"Le tonnerre du canon, les shrapnells me rendent sourd mais pas aveugle", écrit Döblin dans une lettre ouverte à Marinetti, publiée en 1913.
Le 7 octobre 2013, quatorze nouvelles sculptures de Damien Hirst ont été "dévoilées" en grande pompe à Doha. Le New York Times décrit ainsi la scène : "At 7 on Monday evening, to the amplified sound of a beating heart, members of Qatar's royal family, government officials and local artists watched as each balloon, bathed in purple light, opened like a giant flower to reveal an unusually provocative public artwork. Called "The Miraculous Journey," it consists of 14 monumental bronze sculptures, by the British artist Damien Hirst, chronicling the gestation of a fetus inside a uterus, from conception to birth, ending with a statue of a 46-foot-tall anatomically correct baby boy (1)."
Cette mise en scène grotesque, cette "cérémonie d'ouverture" au sens propre du terme, cette "éclosion" (2), est à l'image des "œuvres" présentées.

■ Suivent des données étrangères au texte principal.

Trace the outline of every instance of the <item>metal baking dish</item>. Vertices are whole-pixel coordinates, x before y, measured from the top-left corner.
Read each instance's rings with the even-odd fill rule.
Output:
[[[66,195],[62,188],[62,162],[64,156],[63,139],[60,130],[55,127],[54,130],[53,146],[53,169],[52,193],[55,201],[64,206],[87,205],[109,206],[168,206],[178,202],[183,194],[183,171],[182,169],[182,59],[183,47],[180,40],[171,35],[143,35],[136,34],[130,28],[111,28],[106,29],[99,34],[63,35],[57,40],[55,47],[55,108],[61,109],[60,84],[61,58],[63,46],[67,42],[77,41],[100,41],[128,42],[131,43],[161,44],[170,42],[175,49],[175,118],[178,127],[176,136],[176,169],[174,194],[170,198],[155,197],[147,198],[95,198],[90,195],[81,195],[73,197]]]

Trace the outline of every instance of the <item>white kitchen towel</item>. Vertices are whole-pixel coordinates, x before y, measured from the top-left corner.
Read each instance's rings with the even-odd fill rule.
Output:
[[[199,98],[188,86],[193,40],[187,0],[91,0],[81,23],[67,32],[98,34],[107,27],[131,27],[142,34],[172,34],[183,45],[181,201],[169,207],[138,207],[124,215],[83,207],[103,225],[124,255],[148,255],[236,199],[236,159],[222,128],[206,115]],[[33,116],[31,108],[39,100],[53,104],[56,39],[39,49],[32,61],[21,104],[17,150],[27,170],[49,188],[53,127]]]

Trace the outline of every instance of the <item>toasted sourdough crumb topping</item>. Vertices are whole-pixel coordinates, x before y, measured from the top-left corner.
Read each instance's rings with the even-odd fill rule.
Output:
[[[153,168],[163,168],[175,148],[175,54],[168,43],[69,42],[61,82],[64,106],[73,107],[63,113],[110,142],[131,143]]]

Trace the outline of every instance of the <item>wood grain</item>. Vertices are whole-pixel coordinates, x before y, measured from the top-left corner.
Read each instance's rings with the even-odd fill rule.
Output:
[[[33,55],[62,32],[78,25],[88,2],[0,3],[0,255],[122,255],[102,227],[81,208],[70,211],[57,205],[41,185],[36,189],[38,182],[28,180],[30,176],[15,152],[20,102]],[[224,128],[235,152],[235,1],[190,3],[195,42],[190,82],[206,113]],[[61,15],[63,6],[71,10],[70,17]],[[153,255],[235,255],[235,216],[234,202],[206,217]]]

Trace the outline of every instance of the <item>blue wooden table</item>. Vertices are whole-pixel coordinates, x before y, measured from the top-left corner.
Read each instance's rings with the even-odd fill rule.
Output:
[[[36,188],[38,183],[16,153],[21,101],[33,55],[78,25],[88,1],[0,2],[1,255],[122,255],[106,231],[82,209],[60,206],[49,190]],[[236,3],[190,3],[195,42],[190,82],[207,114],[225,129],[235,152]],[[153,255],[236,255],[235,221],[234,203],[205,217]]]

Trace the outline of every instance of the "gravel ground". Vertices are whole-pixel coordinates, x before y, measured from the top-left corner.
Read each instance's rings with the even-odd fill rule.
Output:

Le nouveau-né, un garçon, se tient seul debout (3) en équilibre sur une jambe. Il a le regard vide. Cette sculpture monumentale, en bronze, écrasante, indestructible (4), a manifestement plus à voir avec les nus héroïques et surdimensionnés d'Arno Breker, que Jean Clair mentionne dans Hubris, qu'avec, disons, Rodin.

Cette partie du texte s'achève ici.